Pagi-Pagi Mendapat "Surat Cinta" dari Kompasiana
Seperti biasa, setiap pagi saya menulis puisi berbentuk pantun. Hal itu biasa saya lakukan sebelum pukul 06.00 Wita. Dalam pikiran masih segar dan kondisi fisik masih fit, saya dapat menulis pantun dua bait dalam waktu yang tidak lama.
Setelah konsep pantun selesai, saya selalu mencari foto untuk pemanis dalam tayangan. Pagi hari Ahad tanggal sepuluh Maret 2024 itu saya ingin menampilkan foto yang masih baru.
Untuk itu, saya keluar rumah mencari objek yang menarik untuk difoto. Pada saat saya sedang beraksi, ada seseorang yang bertanya dengan santai.
"Memfoto apa, Pak?" tanya Pak Ahmad Muzni, ketua RT 22 Kelurahan Penajam, Kecamatan Penajam, Kabupaten Penajam Paser Utara, Kalimantan Timur.
"Memfoto masjid, Pak!" jawab saya pendek.
Proses selanjutnya, saya segera memasang foto itu untuk pantun yang sudah selesai saya tuliskan. Dalam pemilihan KATEGORI, saya pilih RAMADAN mengingat isi pantun terkait Ramadan.
Saat saya tayangkan, ada peringatan bahwa jumlah kata kurang dari tujuh puluh (70). Saya pun baru teringat bahwa kategori yang saya pilih tidak benar. Seharusnya saya pilih KATEGORI PUISI.

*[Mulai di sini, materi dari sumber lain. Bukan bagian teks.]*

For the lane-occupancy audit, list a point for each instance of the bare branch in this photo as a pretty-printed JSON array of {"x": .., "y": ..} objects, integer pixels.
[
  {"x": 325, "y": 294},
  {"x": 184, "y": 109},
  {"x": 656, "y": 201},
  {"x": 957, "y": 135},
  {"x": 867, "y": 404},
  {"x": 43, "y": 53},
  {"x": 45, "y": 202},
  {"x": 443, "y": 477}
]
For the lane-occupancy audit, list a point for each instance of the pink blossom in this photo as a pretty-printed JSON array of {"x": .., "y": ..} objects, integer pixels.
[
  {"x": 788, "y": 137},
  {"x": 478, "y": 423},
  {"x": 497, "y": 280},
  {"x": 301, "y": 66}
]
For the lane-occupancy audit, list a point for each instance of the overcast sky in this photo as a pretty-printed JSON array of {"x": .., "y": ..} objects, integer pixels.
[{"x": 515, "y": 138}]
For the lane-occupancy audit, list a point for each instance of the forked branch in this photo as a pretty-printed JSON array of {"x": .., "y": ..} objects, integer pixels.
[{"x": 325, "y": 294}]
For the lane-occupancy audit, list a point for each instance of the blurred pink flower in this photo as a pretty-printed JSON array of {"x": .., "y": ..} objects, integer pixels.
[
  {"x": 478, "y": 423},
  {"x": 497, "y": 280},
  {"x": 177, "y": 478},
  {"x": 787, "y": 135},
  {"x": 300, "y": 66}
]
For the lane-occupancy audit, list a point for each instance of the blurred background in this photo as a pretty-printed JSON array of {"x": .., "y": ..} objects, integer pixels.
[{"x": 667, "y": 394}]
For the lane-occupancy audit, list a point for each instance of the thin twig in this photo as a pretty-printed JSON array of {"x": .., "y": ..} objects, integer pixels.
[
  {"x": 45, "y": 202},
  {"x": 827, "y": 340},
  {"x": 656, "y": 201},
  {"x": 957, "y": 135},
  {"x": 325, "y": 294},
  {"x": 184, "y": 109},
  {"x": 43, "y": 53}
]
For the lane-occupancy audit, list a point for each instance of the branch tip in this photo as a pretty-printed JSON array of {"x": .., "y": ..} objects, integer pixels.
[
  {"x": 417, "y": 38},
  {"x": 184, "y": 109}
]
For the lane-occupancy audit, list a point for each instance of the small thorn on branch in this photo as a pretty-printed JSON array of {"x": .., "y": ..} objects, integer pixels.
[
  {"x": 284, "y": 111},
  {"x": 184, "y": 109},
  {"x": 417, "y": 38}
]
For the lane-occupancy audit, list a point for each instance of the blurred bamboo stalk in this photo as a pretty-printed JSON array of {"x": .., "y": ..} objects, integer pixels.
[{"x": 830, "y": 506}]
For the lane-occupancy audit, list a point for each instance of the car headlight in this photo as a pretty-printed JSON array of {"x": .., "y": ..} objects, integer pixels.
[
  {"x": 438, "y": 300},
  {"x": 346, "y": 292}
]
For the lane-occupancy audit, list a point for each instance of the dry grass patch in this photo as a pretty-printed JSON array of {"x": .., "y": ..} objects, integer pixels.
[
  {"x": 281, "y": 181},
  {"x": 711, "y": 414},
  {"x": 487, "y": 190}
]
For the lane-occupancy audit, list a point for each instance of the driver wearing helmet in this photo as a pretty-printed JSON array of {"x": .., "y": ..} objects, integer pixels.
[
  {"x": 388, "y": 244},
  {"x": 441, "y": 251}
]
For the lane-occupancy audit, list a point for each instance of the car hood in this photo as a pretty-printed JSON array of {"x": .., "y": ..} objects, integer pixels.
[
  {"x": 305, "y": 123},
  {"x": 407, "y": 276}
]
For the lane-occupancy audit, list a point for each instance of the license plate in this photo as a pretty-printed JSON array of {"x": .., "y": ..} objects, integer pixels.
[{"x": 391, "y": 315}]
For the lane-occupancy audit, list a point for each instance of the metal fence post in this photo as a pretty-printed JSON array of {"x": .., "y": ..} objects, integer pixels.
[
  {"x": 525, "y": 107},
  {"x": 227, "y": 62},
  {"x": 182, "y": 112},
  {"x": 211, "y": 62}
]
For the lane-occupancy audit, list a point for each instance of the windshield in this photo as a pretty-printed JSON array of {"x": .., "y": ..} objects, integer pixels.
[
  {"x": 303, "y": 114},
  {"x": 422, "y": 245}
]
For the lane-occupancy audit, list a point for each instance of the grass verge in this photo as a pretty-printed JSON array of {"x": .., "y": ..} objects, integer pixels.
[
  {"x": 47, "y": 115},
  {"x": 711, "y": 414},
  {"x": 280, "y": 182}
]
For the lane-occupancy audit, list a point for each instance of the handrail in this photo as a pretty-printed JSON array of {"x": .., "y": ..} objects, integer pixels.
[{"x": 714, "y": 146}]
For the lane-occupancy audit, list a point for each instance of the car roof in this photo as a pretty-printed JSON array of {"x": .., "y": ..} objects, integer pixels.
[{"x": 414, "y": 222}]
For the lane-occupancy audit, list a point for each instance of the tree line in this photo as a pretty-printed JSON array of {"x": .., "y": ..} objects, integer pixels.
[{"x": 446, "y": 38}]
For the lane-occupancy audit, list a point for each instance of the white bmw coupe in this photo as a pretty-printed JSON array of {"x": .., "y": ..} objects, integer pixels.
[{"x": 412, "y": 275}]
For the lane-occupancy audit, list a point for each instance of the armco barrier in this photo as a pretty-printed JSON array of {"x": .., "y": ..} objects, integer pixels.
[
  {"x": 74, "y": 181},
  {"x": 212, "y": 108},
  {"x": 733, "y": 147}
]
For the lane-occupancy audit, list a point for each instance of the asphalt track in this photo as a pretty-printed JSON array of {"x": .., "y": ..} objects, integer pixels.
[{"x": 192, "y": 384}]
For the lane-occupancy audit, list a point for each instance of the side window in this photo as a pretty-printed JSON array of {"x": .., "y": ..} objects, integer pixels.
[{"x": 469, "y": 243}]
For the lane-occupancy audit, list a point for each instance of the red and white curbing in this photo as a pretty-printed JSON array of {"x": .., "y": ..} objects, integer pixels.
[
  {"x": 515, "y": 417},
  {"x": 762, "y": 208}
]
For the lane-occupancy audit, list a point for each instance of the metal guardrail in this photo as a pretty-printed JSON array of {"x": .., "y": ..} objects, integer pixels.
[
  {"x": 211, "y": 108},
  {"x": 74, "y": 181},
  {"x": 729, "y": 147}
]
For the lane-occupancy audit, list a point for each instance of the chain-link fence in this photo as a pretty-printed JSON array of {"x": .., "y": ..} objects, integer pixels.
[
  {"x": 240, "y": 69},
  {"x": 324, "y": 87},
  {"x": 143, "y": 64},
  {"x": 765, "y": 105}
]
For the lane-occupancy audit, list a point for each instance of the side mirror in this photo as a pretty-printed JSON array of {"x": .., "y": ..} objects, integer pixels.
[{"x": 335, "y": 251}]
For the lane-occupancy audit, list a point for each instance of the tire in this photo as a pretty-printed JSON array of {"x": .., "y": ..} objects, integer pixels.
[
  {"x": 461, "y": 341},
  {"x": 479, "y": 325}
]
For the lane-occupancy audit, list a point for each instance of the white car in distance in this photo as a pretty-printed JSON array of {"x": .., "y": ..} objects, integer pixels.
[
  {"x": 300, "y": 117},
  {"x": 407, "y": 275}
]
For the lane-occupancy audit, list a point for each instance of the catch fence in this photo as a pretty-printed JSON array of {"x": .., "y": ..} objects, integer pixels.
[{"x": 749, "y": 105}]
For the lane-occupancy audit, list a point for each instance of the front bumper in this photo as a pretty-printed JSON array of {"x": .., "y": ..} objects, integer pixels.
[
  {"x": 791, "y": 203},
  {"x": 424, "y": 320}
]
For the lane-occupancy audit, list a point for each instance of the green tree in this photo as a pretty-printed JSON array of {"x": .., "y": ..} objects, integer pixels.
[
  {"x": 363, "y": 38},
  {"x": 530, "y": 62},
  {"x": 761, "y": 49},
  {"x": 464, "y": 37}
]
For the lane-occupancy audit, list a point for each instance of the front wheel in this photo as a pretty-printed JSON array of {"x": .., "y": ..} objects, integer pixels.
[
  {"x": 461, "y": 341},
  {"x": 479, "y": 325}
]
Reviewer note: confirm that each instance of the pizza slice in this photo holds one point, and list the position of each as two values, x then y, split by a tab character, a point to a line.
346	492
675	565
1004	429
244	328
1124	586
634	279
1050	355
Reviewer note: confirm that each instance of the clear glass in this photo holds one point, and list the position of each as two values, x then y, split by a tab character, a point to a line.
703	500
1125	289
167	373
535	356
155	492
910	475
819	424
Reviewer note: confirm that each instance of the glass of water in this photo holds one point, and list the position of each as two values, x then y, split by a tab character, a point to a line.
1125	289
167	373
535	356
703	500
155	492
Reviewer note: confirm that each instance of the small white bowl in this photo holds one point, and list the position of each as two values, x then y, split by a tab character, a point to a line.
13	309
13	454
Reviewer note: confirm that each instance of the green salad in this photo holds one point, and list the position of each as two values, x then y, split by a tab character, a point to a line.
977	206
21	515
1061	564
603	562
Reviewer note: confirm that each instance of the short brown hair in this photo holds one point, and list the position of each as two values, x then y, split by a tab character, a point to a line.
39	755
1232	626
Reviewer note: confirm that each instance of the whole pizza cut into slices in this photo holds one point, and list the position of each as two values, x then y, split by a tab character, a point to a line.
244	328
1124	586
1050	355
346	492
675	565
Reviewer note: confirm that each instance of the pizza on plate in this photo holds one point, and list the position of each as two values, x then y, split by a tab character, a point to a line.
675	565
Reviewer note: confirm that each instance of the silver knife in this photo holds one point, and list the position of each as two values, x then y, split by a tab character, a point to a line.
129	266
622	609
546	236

Berhubung sudah telanjur, saya tambahkan kata-kata pengantar pada bagian awal tulisan, sebelum pantun. Tujuan menambahkan kata-kata adalah untuk menggenapi jumlah minimal kata dalam sebuah artikel, yaitu tujuh puluh kata.
Selanjutnya, saya cek tulisan angka di sudut kanan bawah, sudah lebih dari seratus kata. Kemudian, segera saya klik tombol Tayangkan, dan seterusnya.
Tidak lama berselang muncul notifikasi dari admin Kompasiana. Peringatan atau surat cinta saya terima dengan sedikit kaget. Tulisan akan ditinjau ulang. Demikian inti dari surat cinta itu.